На авеню остановился первый же кэб – такой же желтый, как и сто лет назад, правда, после Депрессии в Америке навсегда перестали делать большие автомобили – все они как класс перекочевали туда, где их не было никогда раньше: в Восточную Европу, а если точнее – в бескрайнюю Россию с ее неиссякаемыми энергетическими ресурсами и в тихую, по-муравьиному трудолюбивую Украину.

Водитель смотрел на Леона выпученными глазами.

– Вы военный, сэр? – спросил он, опустив перегородку салона.

– Да, – спокойно ответил Леон.

– А в какой же стране положено носить с собой эту вашу саблю?

– В Украине.

Кэбби заткнулся. Вряд ли он видел его в сетях, дело было в другом. Обычному работяге-американцу, вкалывающему по пятьдесят часов в неделю, неприятно жить с мыслью о том, что где-то, далеко за океаном, есть страны, в которых не нужно отдавать 70 центов с каждого заработанного доллара для того, чтобы прокормить ораву бездельников, не желающих эти центы зарабатывать, и ораву чиновников, эти центы распределяющих. Такие страны – в которых работать приходилось всем – вовсе не казались ему раем, нет. Там, слышал он, не очень-то с правами человека, там до сих пор казнят за убийства и наркотики, но, главное, он никак не мог привыкнуть к презрительно поджатым губам этих надменных русоволосых славян, к их манере разговаривать сквозь зубы и морщиться при виде каждого неевропейца.

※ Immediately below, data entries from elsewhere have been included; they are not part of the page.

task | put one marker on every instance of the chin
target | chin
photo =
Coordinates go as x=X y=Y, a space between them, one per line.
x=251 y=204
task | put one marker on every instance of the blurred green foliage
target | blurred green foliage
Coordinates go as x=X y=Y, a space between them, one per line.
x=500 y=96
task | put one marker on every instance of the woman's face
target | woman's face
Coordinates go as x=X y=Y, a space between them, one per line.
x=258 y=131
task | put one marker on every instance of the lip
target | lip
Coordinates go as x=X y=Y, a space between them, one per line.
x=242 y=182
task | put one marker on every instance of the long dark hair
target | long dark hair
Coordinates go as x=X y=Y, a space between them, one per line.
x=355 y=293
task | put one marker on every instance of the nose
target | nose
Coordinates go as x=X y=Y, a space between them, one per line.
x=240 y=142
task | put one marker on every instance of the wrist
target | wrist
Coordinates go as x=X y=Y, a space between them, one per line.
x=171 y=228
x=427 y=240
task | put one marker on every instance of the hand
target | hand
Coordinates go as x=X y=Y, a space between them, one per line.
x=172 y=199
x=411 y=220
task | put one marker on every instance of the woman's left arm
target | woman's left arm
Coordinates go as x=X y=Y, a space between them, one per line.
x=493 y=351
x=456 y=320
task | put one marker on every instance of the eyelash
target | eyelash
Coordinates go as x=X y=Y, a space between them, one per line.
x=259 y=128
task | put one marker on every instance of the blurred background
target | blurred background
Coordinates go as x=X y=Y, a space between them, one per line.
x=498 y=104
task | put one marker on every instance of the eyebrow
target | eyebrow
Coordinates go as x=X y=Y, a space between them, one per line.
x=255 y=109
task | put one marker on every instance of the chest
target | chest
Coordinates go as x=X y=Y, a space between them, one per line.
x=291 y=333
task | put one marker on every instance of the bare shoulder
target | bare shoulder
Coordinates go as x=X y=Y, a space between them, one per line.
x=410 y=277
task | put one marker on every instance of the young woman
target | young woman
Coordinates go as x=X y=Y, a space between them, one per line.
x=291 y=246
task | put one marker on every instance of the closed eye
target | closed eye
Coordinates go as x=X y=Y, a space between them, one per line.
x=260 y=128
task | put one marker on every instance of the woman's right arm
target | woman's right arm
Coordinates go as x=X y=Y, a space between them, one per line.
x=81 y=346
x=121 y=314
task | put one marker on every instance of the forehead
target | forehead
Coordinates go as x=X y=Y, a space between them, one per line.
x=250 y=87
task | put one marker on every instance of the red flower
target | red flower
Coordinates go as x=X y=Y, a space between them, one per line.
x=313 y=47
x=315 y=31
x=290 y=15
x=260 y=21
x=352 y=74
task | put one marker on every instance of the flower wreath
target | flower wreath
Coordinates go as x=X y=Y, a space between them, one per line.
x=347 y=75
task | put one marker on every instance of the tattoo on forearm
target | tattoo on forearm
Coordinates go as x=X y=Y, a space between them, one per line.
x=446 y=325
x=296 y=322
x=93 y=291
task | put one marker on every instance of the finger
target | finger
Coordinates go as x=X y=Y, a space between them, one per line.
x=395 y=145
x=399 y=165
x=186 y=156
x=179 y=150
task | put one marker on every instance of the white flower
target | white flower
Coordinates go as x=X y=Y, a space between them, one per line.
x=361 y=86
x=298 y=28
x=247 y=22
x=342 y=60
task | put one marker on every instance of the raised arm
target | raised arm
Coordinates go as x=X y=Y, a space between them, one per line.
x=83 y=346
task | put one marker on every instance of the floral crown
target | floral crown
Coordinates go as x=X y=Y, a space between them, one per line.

– Отвезите меня к Мемориалу 11 сентября, – неожиданно произнес Леон.

Водитель удивленно обернулся.

– Мы же…

– Я заплачу.

Леон порылся в боковых карманах шинели, вытащил сигареты и вспомнил, что в американских машинах пепельниц не встретишь. Стряхивать пепел на пол салона он посчитал ниже своего достоинства – вздохнув, Леон спрятал пачку обратно. В этот момент в окошко просунулась рука с жестяной коробочкой.

– Курите, сэр, – сказал кэбби. – Я сам иногда курю… спасибо, что вы не стали пачкать машину – обычно я очень устаю к вечеру, и чистить салон уже просто нет сил. Вы не угостите меня сигаретой?

Макрицкий протянул ему пачку «Гетьмана». Таксист осторожно вытащил длинную коричневую сигарету, понюхал ее и, довольно вздохнув, спрятал под солнечный козырек.

– Я – потом, – сказал он.

– Возьмите еще пару, – предложил Леон. – Это очень хорошая марка.

Кэбби, казалось, испугался такому предложению.

– Нет-нет, сэр, как я могу, что вы…

Леон молча пожал плечами.

Выбравшись из машины, он тщательно уложил внутри ворота шинели свой белый шарфик – так, чтобы тот закрывал воротник кителя, но оставлял на всеобщее обозрение черный форменный галстук – и зашагал по тротуару. За его спиной тускло светились прожекторы, освещая стеклянные громады старинных билдингов. Когда-то, вспомнил он слова деда, здесь было море огней. Теперь экономят на всем. Теперь каждый прожектор – это чьи-то сосиски социальной помощи… сосисок хочется много, на всех не хватает, вот и приходится вместо былого величия включать дохленькие фонарики: так, разве что для виду.